Its origin was presumably Senegalese (at the time Senegambia) born around 1753 -the data is speculative since there is no official record on it- and sold by a local boss in 1761 to a foreign slave merchant, he transported her in a ship named Phillis to Boston, where John Wheatley bought her, a tailor from the city, as a servant for his wife Susanna.

The Wheatley family was religious and therefore they treated the slave very well. Not knowing her name, they decided to call her Phillis (after the ship that transported her from Africa to America) and Wheatley for being "property" of the family.

The head of the family was progressive in thought, so he gave his young slave a chance to learn to read and write. The couple's children, Mary and Nathaniel, introduced her to reading and writing, something unthinkable in society. of the time, which did not give equal treatment to slaves, either because of their social status or because of their racial origin.

At the age of 12, Phillis herself was reading Greek and Latin, and interpreting passages from the Bible.

At the age of 14, she wrote the poem "To Cambridge College, in New England."

Recognizing all of Phillis' abilities, the Wheatley family entrusted Phillis's labors to her other servants and empowered her to continue her passion for reading and writing.

In 1773, at the age of 20, he traveled with Nathaniel Wheatley to London where he met with the mayor of the city and other personalities of London society, thanks to which Selina Hastings, Countess of Huntingdon, learned about Phillis's work -although because of his medical conditions, he could not meet her in person- and decided to sponsor the publication of Phillis's book for that same summer: "Poems on Various Subjects, Religious and Moral" (Poems on various topics, religious and moral).
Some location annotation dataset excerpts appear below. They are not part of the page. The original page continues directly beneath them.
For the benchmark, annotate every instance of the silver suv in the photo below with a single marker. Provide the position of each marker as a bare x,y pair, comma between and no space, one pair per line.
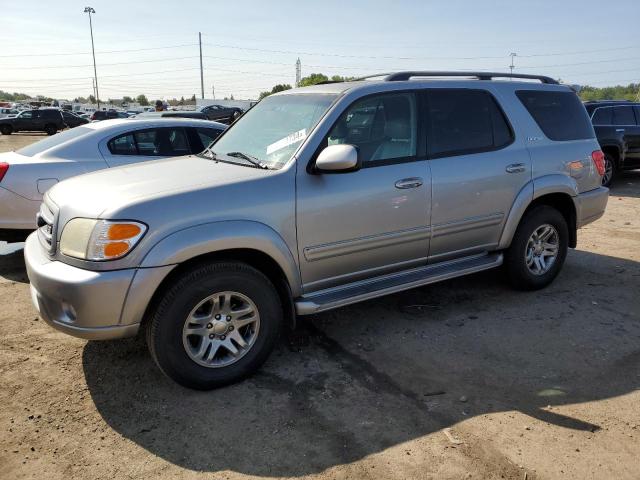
317,198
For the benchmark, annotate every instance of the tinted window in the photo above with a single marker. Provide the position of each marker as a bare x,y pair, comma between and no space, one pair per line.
465,121
207,135
123,145
560,115
623,116
603,116
382,127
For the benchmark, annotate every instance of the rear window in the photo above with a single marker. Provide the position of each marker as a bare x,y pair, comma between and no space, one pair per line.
560,115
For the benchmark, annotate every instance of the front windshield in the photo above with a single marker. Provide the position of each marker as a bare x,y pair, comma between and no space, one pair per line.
272,130
53,140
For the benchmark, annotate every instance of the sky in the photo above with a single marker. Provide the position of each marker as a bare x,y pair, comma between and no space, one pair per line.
151,47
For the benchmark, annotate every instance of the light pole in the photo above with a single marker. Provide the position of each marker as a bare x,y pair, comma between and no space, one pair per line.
90,10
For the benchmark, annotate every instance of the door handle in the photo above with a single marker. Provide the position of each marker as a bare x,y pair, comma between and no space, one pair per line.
516,168
413,182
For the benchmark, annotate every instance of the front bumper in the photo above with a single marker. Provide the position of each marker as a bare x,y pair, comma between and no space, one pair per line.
94,305
591,205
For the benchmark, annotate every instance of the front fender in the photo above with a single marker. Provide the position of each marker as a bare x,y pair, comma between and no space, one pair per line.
225,235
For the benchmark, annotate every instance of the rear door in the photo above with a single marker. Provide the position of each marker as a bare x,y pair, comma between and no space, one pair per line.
477,167
625,123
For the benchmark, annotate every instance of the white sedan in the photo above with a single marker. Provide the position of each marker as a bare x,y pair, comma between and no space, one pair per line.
26,174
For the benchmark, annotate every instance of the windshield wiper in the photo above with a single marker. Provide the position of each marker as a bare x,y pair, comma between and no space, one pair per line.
253,160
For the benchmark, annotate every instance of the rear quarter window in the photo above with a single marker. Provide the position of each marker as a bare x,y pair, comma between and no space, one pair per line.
560,115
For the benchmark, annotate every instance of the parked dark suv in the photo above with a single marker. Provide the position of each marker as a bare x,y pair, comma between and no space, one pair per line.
617,126
47,120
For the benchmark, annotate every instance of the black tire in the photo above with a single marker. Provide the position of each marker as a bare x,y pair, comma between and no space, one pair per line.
519,274
609,163
165,323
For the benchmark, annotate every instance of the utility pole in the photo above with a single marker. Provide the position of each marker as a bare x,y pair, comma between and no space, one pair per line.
201,73
90,10
298,72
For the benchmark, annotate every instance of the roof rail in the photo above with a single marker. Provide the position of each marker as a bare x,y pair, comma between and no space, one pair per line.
401,76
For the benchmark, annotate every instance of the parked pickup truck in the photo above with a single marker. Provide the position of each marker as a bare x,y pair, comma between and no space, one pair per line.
316,198
617,126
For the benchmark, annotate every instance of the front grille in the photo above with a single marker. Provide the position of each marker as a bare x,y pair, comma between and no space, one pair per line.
46,227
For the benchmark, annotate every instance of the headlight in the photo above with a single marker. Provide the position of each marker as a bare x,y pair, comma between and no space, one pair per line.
98,240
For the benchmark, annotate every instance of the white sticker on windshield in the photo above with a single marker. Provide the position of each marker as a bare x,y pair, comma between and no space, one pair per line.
286,141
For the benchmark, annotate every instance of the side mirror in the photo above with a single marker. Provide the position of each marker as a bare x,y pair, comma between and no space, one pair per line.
338,159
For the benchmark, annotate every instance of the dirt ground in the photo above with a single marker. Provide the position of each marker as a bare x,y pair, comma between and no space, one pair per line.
464,379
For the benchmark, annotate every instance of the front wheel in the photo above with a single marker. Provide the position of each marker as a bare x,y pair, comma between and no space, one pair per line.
216,324
538,249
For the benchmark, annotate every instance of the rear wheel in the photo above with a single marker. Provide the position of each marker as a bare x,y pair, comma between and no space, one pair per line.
609,169
538,249
216,324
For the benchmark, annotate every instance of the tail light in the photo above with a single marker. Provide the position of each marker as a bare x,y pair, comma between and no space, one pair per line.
3,169
598,161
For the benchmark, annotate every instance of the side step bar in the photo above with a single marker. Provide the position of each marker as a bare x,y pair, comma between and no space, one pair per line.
376,287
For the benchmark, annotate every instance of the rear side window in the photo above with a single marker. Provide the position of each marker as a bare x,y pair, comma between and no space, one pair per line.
603,116
623,116
560,115
464,121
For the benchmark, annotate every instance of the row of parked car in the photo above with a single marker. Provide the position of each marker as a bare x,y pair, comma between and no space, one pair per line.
52,120
315,198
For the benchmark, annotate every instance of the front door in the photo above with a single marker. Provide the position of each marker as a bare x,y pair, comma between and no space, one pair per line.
373,221
477,168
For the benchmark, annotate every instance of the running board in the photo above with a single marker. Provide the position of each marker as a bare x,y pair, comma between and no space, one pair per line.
376,287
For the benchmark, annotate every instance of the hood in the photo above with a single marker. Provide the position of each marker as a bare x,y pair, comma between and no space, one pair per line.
115,188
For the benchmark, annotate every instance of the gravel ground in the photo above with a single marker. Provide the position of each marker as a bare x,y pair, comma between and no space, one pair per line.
463,379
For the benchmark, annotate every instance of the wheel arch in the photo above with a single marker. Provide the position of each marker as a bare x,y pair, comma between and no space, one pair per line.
557,191
252,243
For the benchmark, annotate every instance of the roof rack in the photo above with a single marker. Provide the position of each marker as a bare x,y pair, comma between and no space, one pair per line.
402,76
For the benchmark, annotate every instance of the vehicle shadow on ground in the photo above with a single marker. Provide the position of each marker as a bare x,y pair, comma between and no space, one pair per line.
626,184
356,381
12,266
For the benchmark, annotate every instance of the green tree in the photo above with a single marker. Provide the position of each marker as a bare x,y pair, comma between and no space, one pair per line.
142,100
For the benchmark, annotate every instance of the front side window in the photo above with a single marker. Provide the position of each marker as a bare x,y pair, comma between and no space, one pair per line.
157,142
383,127
560,115
123,145
207,135
464,121
623,116
274,129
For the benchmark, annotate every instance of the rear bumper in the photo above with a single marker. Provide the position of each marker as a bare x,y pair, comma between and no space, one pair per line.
591,205
89,304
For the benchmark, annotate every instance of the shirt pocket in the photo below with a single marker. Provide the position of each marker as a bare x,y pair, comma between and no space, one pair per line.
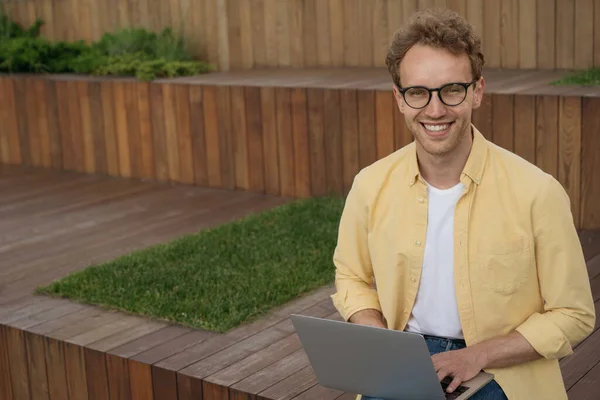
503,266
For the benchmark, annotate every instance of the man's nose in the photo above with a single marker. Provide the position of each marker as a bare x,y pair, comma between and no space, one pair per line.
435,108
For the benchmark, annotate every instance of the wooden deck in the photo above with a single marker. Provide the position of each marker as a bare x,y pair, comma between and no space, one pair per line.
283,132
53,223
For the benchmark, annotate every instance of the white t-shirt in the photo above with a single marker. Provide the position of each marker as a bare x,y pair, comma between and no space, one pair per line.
435,311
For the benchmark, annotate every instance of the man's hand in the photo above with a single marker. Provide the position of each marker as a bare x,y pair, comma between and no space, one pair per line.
500,352
369,317
462,365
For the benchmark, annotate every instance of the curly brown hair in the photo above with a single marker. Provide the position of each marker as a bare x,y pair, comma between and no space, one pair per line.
444,29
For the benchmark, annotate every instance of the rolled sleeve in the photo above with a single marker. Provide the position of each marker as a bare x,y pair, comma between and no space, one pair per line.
354,272
569,314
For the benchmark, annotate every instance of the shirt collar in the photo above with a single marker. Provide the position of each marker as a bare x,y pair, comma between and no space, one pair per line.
475,162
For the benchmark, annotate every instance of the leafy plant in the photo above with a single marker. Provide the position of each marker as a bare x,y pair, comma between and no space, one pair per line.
127,52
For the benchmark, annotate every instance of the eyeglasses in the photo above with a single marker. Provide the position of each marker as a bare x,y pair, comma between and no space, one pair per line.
451,94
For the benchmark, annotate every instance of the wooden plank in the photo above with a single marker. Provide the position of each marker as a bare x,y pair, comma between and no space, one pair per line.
150,340
189,388
546,36
110,131
588,388
332,124
590,164
285,139
525,127
351,33
503,121
584,34
140,381
118,377
36,365
569,149
31,113
164,383
283,34
75,371
565,33
367,139
337,32
492,34
77,134
5,373
240,142
350,151
197,135
226,138
596,33
4,130
365,32
574,367
171,134
121,128
527,39
87,135
309,33
295,22
211,131
292,385
97,128
256,163
17,355
380,32
269,140
246,33
270,29
300,142
145,129
546,134
316,144
97,378
323,34
55,363
234,34
255,364
482,116
159,139
509,33
186,162
20,102
384,123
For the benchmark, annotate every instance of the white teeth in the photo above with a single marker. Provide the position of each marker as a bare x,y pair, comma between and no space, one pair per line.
436,128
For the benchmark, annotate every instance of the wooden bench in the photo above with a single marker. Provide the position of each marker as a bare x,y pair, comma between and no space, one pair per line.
51,348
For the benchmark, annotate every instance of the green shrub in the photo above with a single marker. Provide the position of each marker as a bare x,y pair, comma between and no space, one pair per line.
127,52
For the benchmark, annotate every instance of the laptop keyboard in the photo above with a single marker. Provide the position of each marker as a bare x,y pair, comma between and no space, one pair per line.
457,392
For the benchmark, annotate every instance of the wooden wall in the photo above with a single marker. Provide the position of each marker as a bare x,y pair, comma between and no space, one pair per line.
242,34
282,141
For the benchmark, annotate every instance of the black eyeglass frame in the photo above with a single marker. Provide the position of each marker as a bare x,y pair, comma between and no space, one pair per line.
439,89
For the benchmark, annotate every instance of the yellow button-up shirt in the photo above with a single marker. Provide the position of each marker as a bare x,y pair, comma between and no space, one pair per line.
518,262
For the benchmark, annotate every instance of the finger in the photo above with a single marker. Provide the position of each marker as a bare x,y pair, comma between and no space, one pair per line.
442,373
454,384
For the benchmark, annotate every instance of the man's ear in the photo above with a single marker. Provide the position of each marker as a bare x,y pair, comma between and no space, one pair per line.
399,99
478,93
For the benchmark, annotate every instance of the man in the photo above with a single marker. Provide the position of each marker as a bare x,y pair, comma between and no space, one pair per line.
468,244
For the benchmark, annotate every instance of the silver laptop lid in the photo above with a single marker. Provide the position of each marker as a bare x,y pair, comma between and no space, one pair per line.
371,361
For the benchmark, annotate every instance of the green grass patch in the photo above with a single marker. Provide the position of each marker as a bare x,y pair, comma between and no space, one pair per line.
590,77
219,278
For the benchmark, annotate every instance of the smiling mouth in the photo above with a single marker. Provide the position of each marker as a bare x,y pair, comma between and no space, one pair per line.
437,129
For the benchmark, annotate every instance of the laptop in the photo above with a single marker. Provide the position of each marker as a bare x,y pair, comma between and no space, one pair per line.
376,362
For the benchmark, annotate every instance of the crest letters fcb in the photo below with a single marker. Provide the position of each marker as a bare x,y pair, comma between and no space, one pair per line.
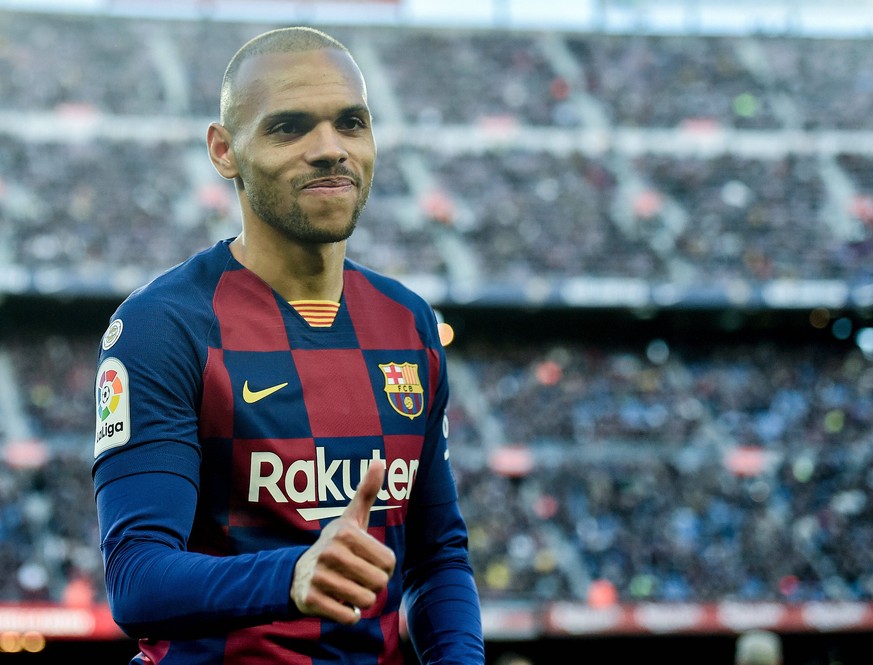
403,388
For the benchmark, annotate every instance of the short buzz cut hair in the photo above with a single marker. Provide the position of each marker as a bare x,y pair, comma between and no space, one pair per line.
293,39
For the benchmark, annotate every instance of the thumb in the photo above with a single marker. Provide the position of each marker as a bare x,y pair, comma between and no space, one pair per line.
365,496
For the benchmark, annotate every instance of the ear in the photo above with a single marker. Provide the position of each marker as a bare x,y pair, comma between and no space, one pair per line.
220,146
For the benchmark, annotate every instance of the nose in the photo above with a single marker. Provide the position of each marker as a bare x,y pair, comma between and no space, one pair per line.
325,145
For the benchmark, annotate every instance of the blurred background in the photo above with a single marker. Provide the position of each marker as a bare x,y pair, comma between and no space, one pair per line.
648,227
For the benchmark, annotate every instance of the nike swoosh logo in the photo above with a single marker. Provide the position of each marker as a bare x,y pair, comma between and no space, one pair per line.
310,514
252,396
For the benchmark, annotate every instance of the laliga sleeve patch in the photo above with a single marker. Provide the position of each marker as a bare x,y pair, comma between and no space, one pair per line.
113,406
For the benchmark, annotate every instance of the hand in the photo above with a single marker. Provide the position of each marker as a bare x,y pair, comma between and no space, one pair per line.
346,568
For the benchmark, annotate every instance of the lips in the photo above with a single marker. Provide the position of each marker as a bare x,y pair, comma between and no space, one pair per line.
333,182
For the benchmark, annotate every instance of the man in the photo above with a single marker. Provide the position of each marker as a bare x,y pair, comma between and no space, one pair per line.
758,647
271,468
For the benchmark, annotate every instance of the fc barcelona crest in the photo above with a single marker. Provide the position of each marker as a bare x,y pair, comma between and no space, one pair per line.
403,388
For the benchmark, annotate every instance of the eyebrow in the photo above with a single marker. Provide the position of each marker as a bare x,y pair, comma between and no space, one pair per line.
298,116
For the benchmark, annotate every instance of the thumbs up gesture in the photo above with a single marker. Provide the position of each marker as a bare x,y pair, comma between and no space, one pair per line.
346,568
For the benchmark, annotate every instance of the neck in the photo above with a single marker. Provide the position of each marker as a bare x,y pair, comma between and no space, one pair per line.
294,271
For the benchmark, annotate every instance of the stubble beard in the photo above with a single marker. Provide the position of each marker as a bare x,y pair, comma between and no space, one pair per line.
295,224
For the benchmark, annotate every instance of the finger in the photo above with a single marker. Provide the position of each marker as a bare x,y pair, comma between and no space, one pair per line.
365,496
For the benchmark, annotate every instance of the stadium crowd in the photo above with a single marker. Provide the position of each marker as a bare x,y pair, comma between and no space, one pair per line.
669,473
128,198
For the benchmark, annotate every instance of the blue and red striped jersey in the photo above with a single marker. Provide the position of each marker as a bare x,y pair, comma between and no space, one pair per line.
230,431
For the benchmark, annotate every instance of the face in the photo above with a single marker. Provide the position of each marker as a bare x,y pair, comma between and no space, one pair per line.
303,144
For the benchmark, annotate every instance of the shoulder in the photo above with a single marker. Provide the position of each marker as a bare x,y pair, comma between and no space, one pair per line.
390,287
177,299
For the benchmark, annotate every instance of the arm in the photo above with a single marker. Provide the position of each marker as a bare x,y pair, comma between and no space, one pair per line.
442,602
157,589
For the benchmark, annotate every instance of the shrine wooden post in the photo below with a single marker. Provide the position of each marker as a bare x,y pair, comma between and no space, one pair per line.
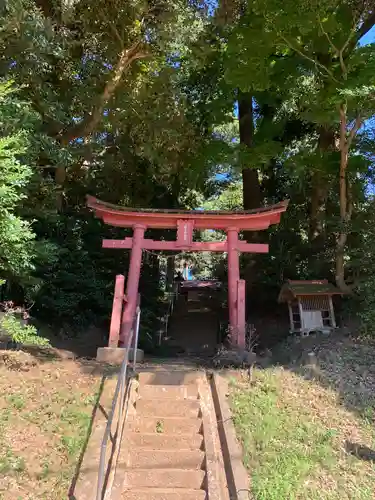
184,222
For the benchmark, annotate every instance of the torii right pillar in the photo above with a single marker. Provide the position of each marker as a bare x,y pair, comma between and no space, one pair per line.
236,292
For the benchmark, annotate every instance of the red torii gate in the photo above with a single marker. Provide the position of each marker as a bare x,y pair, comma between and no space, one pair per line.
185,221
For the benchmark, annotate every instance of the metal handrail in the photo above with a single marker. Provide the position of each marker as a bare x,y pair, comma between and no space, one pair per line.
119,391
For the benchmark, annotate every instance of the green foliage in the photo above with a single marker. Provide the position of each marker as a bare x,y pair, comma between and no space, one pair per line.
21,334
16,250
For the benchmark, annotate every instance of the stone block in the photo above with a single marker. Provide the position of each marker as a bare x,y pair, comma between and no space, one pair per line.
115,355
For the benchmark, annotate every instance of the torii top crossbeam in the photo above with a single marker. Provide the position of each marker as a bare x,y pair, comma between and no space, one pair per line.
249,220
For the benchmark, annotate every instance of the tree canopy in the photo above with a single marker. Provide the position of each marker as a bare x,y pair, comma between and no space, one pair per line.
183,104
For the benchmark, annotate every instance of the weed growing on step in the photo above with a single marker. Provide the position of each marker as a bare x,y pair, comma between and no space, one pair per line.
159,427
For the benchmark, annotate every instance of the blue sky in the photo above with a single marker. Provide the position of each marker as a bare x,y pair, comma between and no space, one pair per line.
368,38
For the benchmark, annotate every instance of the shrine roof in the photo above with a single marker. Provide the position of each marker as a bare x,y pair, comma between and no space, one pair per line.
116,215
293,289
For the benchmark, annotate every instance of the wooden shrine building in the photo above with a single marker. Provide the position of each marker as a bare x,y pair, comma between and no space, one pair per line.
184,222
310,305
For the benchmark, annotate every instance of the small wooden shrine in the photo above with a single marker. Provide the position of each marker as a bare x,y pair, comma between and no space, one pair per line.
310,305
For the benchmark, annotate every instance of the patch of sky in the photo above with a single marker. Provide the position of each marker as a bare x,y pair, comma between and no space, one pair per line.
368,38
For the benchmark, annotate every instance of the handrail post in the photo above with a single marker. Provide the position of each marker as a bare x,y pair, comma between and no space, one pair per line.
120,392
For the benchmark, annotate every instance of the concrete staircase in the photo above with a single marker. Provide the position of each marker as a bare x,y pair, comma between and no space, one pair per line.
170,448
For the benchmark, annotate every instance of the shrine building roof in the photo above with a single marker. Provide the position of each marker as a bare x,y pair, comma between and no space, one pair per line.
293,289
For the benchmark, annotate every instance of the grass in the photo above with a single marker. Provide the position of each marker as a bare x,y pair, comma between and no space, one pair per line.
45,414
294,434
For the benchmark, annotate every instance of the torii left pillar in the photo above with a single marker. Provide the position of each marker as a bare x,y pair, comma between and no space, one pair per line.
132,283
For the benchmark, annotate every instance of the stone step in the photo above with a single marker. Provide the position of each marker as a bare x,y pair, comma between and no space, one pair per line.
176,392
165,459
173,425
163,408
170,377
164,494
162,441
160,478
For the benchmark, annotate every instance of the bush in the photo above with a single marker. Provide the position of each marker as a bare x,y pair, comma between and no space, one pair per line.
21,334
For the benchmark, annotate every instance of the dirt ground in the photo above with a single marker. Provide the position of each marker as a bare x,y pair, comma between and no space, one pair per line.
46,409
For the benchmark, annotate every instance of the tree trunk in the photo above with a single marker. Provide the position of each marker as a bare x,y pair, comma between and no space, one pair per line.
345,204
319,190
250,178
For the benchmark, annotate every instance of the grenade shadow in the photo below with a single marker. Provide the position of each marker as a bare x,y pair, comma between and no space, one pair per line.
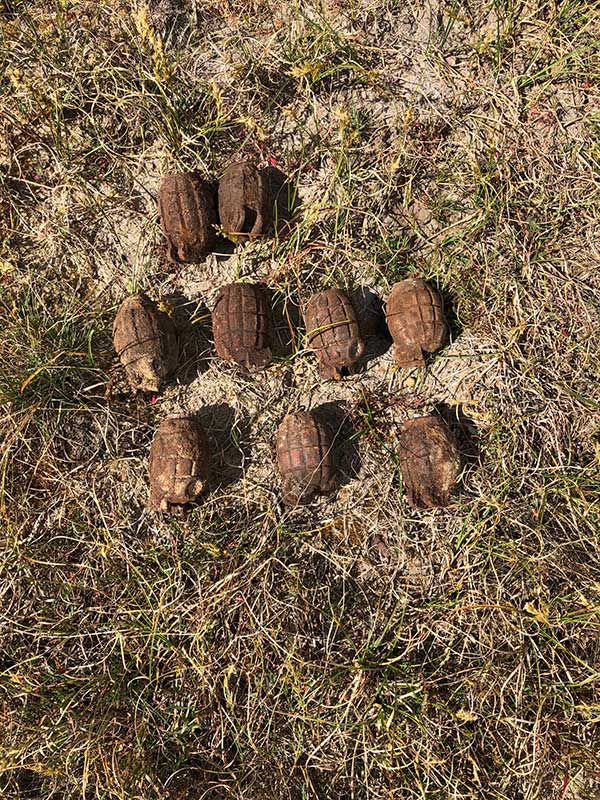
285,324
449,306
369,309
465,432
192,321
227,434
347,456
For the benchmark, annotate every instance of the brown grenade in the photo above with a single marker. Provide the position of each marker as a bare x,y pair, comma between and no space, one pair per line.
242,325
178,463
305,457
245,202
333,333
429,462
145,341
188,216
415,317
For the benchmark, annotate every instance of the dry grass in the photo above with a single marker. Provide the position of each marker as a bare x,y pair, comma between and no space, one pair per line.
356,648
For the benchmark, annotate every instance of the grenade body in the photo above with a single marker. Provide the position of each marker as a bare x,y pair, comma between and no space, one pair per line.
305,457
242,325
415,318
188,216
145,340
429,461
245,203
333,332
178,463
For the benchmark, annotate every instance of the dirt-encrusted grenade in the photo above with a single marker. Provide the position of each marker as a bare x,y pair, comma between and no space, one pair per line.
305,457
429,461
245,202
333,332
145,340
186,204
242,325
415,317
178,463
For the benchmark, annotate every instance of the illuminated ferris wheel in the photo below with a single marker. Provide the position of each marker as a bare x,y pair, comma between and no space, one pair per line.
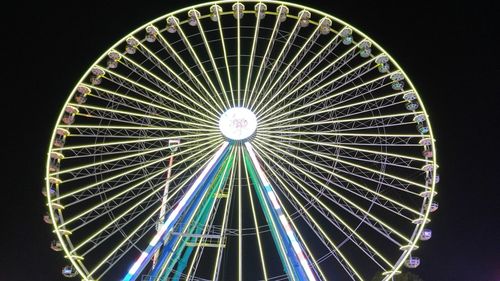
231,140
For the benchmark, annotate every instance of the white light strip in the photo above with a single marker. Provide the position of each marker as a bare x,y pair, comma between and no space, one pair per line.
284,222
175,213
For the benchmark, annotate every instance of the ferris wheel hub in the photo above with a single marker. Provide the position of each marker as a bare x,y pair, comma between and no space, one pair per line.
238,123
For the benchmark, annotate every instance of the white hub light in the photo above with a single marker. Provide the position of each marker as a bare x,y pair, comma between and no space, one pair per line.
238,123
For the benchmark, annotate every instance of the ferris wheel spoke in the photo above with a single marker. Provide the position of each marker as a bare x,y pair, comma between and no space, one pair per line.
373,177
213,210
322,208
289,42
225,221
214,65
118,131
328,87
354,92
141,165
337,175
265,58
361,119
136,104
308,68
171,196
149,93
240,222
168,47
321,183
359,190
222,41
314,264
348,110
173,253
134,114
343,59
337,217
345,147
256,224
169,72
200,66
161,84
129,146
295,61
252,58
121,144
301,209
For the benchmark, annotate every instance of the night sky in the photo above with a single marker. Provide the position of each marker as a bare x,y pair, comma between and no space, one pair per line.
451,53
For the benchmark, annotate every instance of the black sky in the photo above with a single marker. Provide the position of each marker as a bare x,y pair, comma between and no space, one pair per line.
450,51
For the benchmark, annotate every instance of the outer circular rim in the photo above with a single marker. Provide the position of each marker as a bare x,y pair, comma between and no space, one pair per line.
418,230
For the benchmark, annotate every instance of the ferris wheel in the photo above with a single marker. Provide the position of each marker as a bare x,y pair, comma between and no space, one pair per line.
231,140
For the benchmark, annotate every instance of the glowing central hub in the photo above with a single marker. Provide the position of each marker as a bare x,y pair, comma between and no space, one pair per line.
238,123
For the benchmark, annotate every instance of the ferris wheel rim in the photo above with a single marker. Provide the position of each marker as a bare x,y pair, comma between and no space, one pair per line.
61,235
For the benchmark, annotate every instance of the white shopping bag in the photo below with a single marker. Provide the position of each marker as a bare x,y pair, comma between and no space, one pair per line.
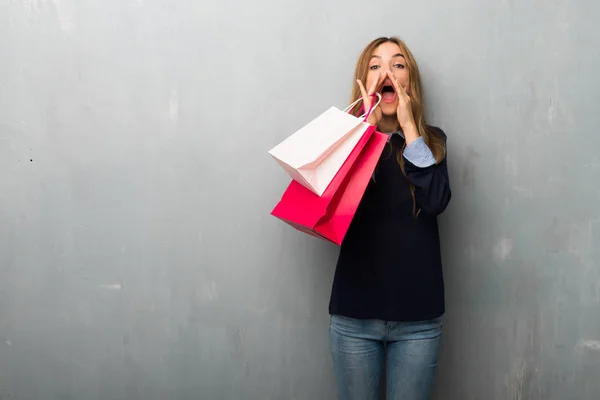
315,153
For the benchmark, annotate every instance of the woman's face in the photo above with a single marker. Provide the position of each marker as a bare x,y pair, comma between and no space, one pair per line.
388,57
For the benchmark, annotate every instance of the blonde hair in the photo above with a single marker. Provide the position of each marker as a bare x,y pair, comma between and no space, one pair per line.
433,141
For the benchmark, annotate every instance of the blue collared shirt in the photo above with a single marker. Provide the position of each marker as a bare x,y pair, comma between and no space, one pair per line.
418,153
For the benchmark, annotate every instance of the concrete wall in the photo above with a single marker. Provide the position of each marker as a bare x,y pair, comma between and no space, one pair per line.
138,259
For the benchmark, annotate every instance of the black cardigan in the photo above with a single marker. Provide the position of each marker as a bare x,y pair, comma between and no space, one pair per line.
390,266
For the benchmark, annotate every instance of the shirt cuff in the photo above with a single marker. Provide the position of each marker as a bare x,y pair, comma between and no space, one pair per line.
419,154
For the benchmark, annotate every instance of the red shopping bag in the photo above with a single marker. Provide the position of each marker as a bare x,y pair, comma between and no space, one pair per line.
328,216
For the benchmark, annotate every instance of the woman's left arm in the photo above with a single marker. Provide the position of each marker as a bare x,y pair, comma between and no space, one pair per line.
432,185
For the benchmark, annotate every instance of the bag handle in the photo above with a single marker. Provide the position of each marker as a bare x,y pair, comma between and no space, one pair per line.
365,115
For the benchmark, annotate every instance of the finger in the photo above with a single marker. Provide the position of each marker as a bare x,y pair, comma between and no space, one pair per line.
377,83
399,89
366,98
By November of that same year, the Wheatley family officially granted Phillis his release.

For the following year, her great mentor and protector Susana Wheatley passed away, and in 1778 John Wheatley also died.

Her poems were mostly written in honor of famous people, so, for example, she dedicated a tribute to George Whitefield after his death.

Many important men of the time admired and recognized his talent, among them John Thornton, John Newton, and George Washington himself, to whom he dedicated a poem: "His Excellency General Washington", to later visit him at his headquarters in Cambridge in 1776.

In the poem dedicated to Washington, Francisco de Miranda found the word Columbia, derived from the Greek word Colombia, which he used for his dream of building a great nation made up of several republics of the American continent, called Gran Colombia.

In 1779 he attempted to publish a second book of poems, but due to financial difficulties, this was not possible.

Without a doubt, a courageous woman who earned the respect and admiration of many English and American gentlemen and who marked history, being in turn educated, guided, and empowered by another great woman, her "owner" and lady, Susana Wheatley.